Im Vorfeld der Aktion hat das meine Neugier noch nicht ganz befriedigt, aber während des praktischen Teils war es mir dann klar, wie es gemeint war. Danke an Sandra und Zorra für die Lehrstunde in Sachen Brot, oder besser, für den ganzen Lehrtag. Es hat Spaß gemacht und der Aufwand hat sich gelohnt. Mein Brot hat mich optisch nicht so ganz zufrieden gestellt, da es nicht so schön aufgerissen war, wie wir es mögen. Aber die knusprige Kruste und die weiche, luftige Krume haben uns entschädigt. Und geschmeckt hat es allemal.

#synchronbacken Abfrischbrot

Abfrischbrot nach Lutz Geißler - synchronbacken#16



Zutaten für den ersten Vorteig:
35 gr Weizenmehl, Typ 550
18 gr Wasser, lauwarm
1 gr Trockenhefe

Zubereitung:
Alle Zutaten miteinander verkneten und in einer Schüssel abgedeckt bei Zimmertemperatur für 2 Std. gehen lassen.

#synchronbacken Abfrischbrot

Anmerkung: Ich habe aus Gründen eines anderen Zeitmanagements den Vorteig am Abend vorher zubereitet und über Nacht kalt gehen lassen.

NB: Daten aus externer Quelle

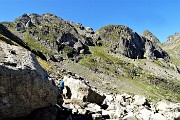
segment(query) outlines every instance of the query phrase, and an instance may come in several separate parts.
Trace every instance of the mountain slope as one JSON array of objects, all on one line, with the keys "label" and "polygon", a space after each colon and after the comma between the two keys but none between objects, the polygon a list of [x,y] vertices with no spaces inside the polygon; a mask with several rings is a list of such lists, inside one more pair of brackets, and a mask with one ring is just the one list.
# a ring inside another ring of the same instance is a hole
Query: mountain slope
[{"label": "mountain slope", "polygon": [[24,14],[2,24],[45,57],[39,62],[54,78],[78,74],[101,91],[180,101],[180,74],[171,56],[129,27],[108,25],[94,32],[52,14]]}]

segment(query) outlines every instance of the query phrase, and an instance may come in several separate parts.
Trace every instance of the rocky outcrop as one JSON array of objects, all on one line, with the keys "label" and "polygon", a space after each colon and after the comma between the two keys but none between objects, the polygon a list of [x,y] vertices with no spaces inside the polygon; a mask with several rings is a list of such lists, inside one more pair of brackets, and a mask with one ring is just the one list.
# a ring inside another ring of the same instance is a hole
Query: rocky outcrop
[{"label": "rocky outcrop", "polygon": [[66,94],[70,99],[80,100],[83,102],[92,102],[96,104],[101,104],[105,99],[104,95],[101,95],[95,89],[92,89],[83,80],[65,76],[63,81],[67,91]]},{"label": "rocky outcrop", "polygon": [[145,42],[144,57],[147,59],[163,58],[165,61],[169,61],[170,59],[169,55],[157,43],[153,43],[147,39]]},{"label": "rocky outcrop", "polygon": [[0,56],[0,119],[24,116],[57,103],[57,88],[34,54],[1,43]]},{"label": "rocky outcrop", "polygon": [[175,43],[177,44],[180,41],[180,33],[175,33],[174,35],[171,35],[168,37],[168,40],[166,43]]},{"label": "rocky outcrop", "polygon": [[[80,29],[78,25],[50,13],[43,15],[23,14],[13,24],[15,27],[11,27],[11,29],[15,29],[17,32],[14,33],[21,39],[26,39],[28,35],[33,40],[32,42],[36,41],[54,53],[69,54],[66,48],[70,47],[70,56],[73,57],[79,53],[89,53],[88,46],[94,45],[92,40],[94,31],[91,28]],[[82,47],[76,49],[79,43],[82,43]],[[46,56],[46,58],[48,57],[50,56]]]},{"label": "rocky outcrop", "polygon": [[[145,38],[136,32],[122,25],[108,25],[97,31],[104,46],[108,46],[111,52],[121,54],[133,59],[163,58],[168,61],[168,54],[163,51],[156,42],[152,42],[151,35]],[[144,34],[143,34],[144,35]]]},{"label": "rocky outcrop", "polygon": [[154,34],[152,34],[149,30],[143,31],[141,36],[150,40],[152,43],[155,43],[155,44],[160,43],[159,39]]}]

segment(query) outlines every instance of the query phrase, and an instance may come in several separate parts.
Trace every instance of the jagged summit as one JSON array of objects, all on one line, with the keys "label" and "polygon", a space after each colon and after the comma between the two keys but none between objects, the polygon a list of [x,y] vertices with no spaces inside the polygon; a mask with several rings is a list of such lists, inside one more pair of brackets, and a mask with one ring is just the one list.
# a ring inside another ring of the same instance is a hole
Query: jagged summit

Zutaten für den zweiten Vorteig:
erster Vorteig
120 gr Weizenmehl, Typ 550
60 gr Wasser, lauwarm

Zubereitung:
Alle Zutaten miteinander verkneten und in einer Schüssel abgedeckt bei Zimmertemperatur für 3 Std. gehen lassen.

#synchronbacken Abfrischbrot


Zutaten für das Brühstück:
50 gr Roggenvollkornmehl Anmerkung: Ich habe Dinkelvollkorn verwendet 
60 gr Wasser, kochend

Zubereitung:
Das Mehl in eine Schüssel geben, Wasser aufkochen und das Mehl damit übergießen. Gut verrühren, bis das komplette Mehl feucht ist. Die Schüssel abgedeckt bei Zimmertemperatur für 3 Std quellen lassen.

#synchronbacken Abfrischbrot


Zutaten für den Hauptteig:
zweiter Vorteig
Brühstück
295 gr Weizenmehl, 550
200 gr Wasser, lauwarm
1 gr Trockenhefe
10 gr Salz

#synchronbacken Abfrischbrot


Zubereitung:
In einer Schüssel alle Zutaten mit der Küchenmaschine für 7-8 min. auf niedriger, anschließend 2-3 min. auf der nächst höheren Stufe verkneten. Der Teig ist feucht-weich, löst sich aber vom Schüsselboden ab.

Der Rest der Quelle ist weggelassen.